En toda guerra se dirime siempre algo más que una conquista
territorial o la posesión de una fuente de riqueza o de hegemonía política. Eso
es lo que luego trasciende a las páginas de la Historia porque están en la base
del conflicto y son las únicas que nos sirven para explicarlo en términos
generales, pero todas presentan además otras connotaciones que se recogen casi
de pasada en las efímeras crónicas diarias y que sin embargo se repiten
constantemente en todos los tiempos y lugares. Son esas pequeñas noticias que
apenas alteran el transcurso general de los conflictos, pero que nos ponen ante
los ojos la verdadera esencia de quienes manejan la fuerza. Pasan desapercibidas
hasta que uno reflexiona sobre ellas y comprende que tanto dolor y tanta
desolación como causan solo son la parte más visible y sangrante de la maldad
que les alienta.
La noticia apenas fue una motita informativa más dentro de la gran
tragedia diaria de Ucrania: en Jerson los rusos mataron en su domicilio al
director de la Orquesta Sinfónica de la ciudad por negarse a colaborar un
concierto en honor de los invasores; se llamaba Yuri Kerpatenko y tenía 45
años. No quiso poner la música al servicio de la gloria de un tirano y le costó
la vida. El caso recuerda al del arqueólogo sirio Khaled al Asad en 2015. Tenía
82 años y había dedicado la mayor parte de ellos al estudio de la historia, la
excavación y la conservación de las ruinas de su querida Palmira. Era un
prestigioso y respetado erudito, pero los yihadistas le apresaron y le degollaron
públicamente; luego colgaron su cuerpo en la plaza y colocaron la cabeza en el
suelo junto a él. Y aquí mismo, en nuestra guerra, podemos poner el ejemplo de dos
creadores inocentes asesinados por criminales embrutecidos: Lorca y Muñoz Seca,
por decir uno de cada bando.
No ha cambiado nada. A lo largo de su historia, la humanidad ha
vivido en medio de una permanente guerra civil entre la fuerza bruta y la
cultura, y ha sido la primera la que ha obtenido siempre los triunfos
inmediatos y los más espectaculares, pero la que terminó derrotada a la larga.
Ya se sabe que la Grecia
conquistada conquistó al fiero conquistador, según el sincero verso horaciano.

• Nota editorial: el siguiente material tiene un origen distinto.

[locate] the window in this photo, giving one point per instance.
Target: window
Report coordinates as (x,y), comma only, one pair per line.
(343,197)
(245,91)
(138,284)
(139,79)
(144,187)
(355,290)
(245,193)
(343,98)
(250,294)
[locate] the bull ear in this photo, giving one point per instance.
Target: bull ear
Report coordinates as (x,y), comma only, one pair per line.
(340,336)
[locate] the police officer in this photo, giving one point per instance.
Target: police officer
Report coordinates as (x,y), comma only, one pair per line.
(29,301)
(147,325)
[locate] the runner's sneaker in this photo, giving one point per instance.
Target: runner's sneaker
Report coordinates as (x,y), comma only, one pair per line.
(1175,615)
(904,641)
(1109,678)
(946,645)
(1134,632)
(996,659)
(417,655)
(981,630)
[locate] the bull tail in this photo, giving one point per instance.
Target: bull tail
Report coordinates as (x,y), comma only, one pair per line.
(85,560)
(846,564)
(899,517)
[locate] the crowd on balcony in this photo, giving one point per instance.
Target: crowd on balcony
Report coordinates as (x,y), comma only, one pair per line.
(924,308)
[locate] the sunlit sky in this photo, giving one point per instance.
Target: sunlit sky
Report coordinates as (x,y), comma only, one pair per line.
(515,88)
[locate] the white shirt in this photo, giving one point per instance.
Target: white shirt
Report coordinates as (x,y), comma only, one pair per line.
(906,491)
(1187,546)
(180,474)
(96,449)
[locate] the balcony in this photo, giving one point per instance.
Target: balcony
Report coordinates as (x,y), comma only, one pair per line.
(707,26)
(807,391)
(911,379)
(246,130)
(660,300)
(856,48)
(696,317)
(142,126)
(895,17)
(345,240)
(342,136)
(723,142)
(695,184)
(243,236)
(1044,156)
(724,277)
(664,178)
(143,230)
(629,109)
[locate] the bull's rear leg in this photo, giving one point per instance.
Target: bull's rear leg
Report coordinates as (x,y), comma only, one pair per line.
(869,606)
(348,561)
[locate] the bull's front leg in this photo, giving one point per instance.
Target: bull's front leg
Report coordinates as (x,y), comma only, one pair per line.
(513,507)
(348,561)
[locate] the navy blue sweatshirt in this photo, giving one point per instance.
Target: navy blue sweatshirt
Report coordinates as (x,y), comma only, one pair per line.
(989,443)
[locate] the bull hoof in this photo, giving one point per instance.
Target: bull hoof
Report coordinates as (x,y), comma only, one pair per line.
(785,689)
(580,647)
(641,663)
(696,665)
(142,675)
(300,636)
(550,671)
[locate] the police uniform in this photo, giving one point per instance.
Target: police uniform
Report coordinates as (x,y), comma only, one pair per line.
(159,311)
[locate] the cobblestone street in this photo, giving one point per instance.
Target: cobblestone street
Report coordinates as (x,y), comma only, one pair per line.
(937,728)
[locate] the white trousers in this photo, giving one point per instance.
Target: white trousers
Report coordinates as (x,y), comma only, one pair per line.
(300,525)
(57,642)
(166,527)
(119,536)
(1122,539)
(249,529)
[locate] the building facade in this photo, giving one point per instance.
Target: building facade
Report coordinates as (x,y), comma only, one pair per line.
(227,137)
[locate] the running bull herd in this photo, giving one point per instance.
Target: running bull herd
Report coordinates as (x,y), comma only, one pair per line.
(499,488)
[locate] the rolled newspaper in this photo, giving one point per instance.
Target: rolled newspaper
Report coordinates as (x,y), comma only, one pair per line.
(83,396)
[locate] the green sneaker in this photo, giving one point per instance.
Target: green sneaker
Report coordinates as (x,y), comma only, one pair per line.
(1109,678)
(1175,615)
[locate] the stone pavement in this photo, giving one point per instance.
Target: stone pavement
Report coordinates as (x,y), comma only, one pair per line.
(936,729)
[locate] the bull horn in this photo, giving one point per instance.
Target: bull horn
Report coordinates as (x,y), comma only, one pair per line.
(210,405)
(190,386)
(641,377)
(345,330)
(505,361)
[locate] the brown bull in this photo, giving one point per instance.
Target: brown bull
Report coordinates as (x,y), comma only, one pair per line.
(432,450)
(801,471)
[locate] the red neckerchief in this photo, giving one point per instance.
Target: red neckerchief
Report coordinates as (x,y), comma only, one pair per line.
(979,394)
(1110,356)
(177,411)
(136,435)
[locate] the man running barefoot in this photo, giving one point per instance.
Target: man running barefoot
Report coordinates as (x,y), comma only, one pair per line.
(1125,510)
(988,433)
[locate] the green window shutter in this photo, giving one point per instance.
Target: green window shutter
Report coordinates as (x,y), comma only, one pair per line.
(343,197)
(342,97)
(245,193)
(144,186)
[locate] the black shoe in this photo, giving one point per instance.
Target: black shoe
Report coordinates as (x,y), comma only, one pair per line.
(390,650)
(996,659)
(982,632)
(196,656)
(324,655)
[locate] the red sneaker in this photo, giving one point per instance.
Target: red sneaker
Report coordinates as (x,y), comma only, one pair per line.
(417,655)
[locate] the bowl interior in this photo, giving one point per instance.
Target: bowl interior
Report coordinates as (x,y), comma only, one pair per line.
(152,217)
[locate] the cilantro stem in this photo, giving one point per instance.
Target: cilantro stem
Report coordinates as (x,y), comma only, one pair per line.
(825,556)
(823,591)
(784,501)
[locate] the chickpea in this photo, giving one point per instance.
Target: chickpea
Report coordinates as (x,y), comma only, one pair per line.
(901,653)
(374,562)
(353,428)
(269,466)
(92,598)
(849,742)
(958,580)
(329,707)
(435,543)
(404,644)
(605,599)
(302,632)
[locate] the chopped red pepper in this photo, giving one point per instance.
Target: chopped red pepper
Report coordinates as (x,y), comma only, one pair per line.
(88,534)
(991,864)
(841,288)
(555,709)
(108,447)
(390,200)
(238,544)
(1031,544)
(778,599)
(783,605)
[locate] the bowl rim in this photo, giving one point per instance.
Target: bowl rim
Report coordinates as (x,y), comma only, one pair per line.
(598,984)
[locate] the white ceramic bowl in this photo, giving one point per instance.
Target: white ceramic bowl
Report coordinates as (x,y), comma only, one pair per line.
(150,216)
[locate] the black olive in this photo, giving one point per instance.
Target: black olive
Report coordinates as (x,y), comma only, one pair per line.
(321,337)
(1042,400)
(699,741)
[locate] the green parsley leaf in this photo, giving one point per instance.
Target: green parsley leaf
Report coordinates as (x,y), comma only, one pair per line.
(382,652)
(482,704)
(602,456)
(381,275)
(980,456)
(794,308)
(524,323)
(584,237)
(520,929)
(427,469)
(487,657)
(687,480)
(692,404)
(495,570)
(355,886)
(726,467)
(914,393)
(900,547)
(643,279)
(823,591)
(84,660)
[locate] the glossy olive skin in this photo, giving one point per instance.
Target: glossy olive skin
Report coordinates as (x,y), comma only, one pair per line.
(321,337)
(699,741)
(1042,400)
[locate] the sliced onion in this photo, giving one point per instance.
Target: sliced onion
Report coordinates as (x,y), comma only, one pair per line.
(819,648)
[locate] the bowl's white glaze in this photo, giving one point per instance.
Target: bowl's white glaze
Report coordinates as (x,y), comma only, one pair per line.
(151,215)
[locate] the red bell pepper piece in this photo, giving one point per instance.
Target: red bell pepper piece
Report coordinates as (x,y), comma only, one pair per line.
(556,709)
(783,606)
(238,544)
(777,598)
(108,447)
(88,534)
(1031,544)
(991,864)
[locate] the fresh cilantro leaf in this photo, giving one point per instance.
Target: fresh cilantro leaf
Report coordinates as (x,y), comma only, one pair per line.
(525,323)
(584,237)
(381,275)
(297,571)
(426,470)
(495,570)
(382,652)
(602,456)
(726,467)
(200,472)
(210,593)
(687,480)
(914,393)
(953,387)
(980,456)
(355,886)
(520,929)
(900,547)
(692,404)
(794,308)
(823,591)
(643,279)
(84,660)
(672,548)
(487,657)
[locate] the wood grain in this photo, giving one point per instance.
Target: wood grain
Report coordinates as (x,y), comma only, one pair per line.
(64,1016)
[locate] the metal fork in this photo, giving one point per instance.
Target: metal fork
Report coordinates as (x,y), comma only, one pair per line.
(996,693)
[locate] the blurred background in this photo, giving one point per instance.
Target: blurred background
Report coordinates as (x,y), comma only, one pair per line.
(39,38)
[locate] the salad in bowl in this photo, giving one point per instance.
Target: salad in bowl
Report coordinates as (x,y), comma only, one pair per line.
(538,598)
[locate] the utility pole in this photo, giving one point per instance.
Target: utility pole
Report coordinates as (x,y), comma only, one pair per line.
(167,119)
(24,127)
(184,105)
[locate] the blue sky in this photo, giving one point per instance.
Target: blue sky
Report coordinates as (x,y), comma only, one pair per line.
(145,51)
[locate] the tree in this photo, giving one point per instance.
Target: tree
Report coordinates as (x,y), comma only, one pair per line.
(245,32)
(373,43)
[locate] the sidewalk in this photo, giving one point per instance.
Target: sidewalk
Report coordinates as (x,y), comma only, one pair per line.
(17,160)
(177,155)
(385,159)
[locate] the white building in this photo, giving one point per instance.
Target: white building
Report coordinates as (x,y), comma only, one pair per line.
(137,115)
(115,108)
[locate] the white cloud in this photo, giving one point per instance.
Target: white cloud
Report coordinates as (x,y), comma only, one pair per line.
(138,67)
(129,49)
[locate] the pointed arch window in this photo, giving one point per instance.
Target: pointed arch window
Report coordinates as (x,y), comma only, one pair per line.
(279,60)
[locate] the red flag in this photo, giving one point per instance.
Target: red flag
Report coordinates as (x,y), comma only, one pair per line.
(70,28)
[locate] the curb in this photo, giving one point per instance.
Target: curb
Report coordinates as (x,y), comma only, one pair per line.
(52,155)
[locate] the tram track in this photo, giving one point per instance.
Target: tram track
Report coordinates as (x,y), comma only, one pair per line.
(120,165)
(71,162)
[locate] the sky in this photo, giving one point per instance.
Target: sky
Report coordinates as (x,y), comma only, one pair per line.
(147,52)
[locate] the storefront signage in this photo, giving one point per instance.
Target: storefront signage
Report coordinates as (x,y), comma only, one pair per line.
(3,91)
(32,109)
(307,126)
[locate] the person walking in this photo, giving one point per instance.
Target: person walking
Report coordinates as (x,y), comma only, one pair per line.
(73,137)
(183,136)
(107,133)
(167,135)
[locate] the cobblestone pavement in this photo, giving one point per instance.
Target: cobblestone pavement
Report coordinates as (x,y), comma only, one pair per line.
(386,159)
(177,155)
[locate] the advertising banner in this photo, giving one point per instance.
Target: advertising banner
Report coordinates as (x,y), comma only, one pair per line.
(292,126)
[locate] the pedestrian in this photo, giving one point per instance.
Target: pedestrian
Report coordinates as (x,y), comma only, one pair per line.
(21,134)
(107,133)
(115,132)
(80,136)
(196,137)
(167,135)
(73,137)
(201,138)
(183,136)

La victoria siempre termina, para suerte de nuestra condición humana, del lado
de la racionalidad, pero esta victoria puede dejar muchos jirones irreparables,
sobre todo si enfrente no está sólo la ignorancia, sino el odio. La ignorancia
es fácilmente subsanable; el odio es un agente mortífero y difícilmente
destructible, y en las guerras siempre hay bestias que están hechas de odio.